Without the second wild card, this wouldn’t matter. Atlanta has had a stranglehold on the top spot for a while.
Jim Henderson, the 29-year-old rookie with 10 seasons in the minors under his belt, navigates around two base runners in the eighth. St. Louis leads Houston 3-0 in the sixth. Milwaukee goes quietly in the top of the ninth. Andrew McCutchen ends the Brewers’ shutout streak at 26 innings with an opposite-field home run. It’s 3-1. If Axford’s hair grows six inches in the next few minutes, I’m giving up.
It’s also hard to gauge what the emotions of Brewers fans will be like if (when) Milwaukee falls just short of making the postseason. Disappointment is the obvious answer, but they’re also playing with house money at this point. A month ago we’d have been happy if top pitching prospect Wily Peralta looked good in a couple starts. He threw eight shutout innings Sunday in the thick of a playoff race.

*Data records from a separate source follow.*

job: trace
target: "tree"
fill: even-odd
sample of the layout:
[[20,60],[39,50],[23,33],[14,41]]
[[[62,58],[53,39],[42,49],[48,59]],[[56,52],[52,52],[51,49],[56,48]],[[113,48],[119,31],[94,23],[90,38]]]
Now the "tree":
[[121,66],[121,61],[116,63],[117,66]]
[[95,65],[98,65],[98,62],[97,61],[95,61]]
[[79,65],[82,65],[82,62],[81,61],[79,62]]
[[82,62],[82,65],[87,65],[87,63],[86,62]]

Sure, I’ll wonder what-if. One measly blown save here, one more run on an otherwise miserable July evening.
But at the end of the day, it’s September and I’m watching baseball every night. I’ll never, ever complain about that.
Ax gives up a broken-bat single but his hair stays short and the Brewers win 3-2.
At the moment, they’re two games out. At worst, it’ll be 2.5 games Thursday morning. Ride on, Milwaukee.